Next year, the Federal Communication Commission (FCC) will auction off billions of dollars worth of spectrum now used for broadcast television.
As it establishes rules for the auction, the FCC should do more than maximize revenue for the Treasury: it should also maximize opportunities for bona fide small minority businesses that need and deserve to have a fair chance at access to the great publicly-owned resource of wireless spectrum.
Many of the proposals in a recent draft order of the FCC's competitive bidding rules are very promising for small minority businesses.
The rules would allow small, rural, minority-owned businesses ("designated entities" or "DEs") some flexibility to innovate and to work with other bidders when the public would benefit. DE's could enter into arrangements that are operational, such as roaming or leasing agreements, as long as they are disclosed. The rules would also permit small businesses and rural providers to participate in bidding consortia with other DE-eligible parties. In these arrangements, the parties would bid as a single entity.
The proposed rules include provisions to avoid abuse of the designated entity (DE) rules, which are designed to help small, rural and minority businesses have a chance at winning spectrum. In particular, the FCC proposes to ban most joint bidding arrangements that involve multiple entities using a shared strategy for bidding, to prevent entities with bidding agreements from bidding on the same licenses, and to ban multiple applications by one party or by multiple parties that have common controlling interests. These types of anti-fraud protections will help sustain the program. It's very welcome to see the FCC propose to eliminate its "attributable material relationship" ("AMR") rule, under which the gross revenues of an entity that leases more than 25% license capacity from a DE applicant are attributed to that applicant.
Since its adoption in 2006, the AMR rule has brought about a severe reduction in DEs' success in major auctions. The FCC's order does have one major flaw: its $150 million cap for small businesses, which is much too low. $150 million won't buy enough spectrum to compete in even one medium market.

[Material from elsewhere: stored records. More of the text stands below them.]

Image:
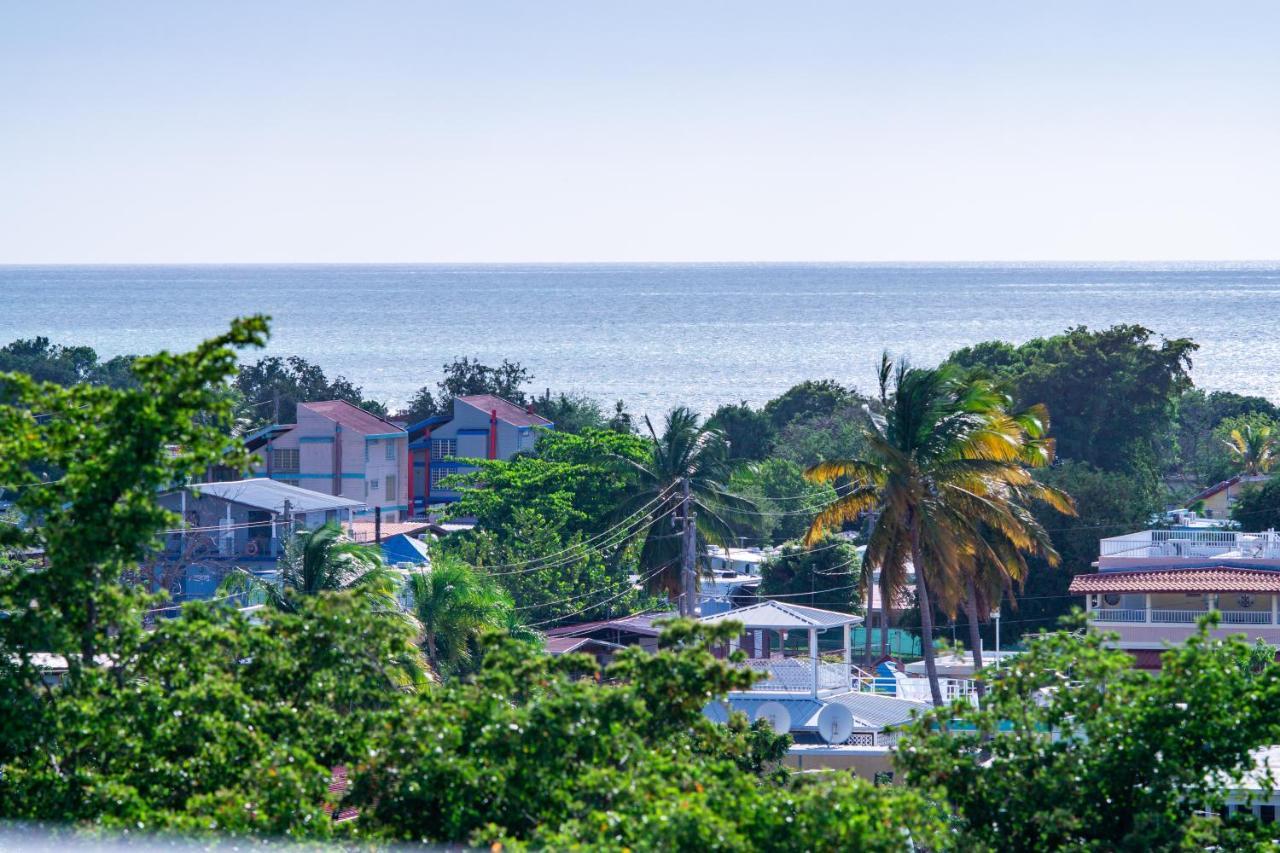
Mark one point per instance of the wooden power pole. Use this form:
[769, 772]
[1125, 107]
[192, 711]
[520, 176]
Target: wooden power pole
[689, 555]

It would impair small business' access to capital and, thus, impair the ability of these businesses to grow into large, competitive enterprises.
The order could also be improved by creating a bidding credit for any carrier that engages in extensive procurement with, or secondary market transactions to, small disadvantaged businesses ("SDBs"). Secondary market transactions are sales of non-core asset spectrum from one company to another without the need for FCC management of the transaction. These transactions complement the DE process by harnessing the marketplace to advance minority business.
Finally, the retention of the 30 mHz spectrum reserve", which is available to all bidders except the two largest carriers (AT&T and Verizon) could be further enhanced by implementing a universal compromise that maximizes the potential benefit to underserved communities: the Commission should retain its set aside of 30 MHz of spectrum but reserve this spectrum for DE's, which need it the most for growth and innovation. DE's and civil rights organizations have advocated for a DE set-aside consistently over the past 20 years.
The idea's time has come. DE participation, and especially minority DE participation, has plummeted sharply since the Commission adopted an array of ill-conceived DE rule amendments in 2006. History shows, though, that DE participation, done right, can increase revenues to the Treasury, increase innovation, and promote competition and diversity. I am generally encouraged by Chairman Wheeler's direction in the upcoming auction.
The Commission must adopt rules that will generate revenue for the Treasury while also maximizing the participation of small and minority businesses.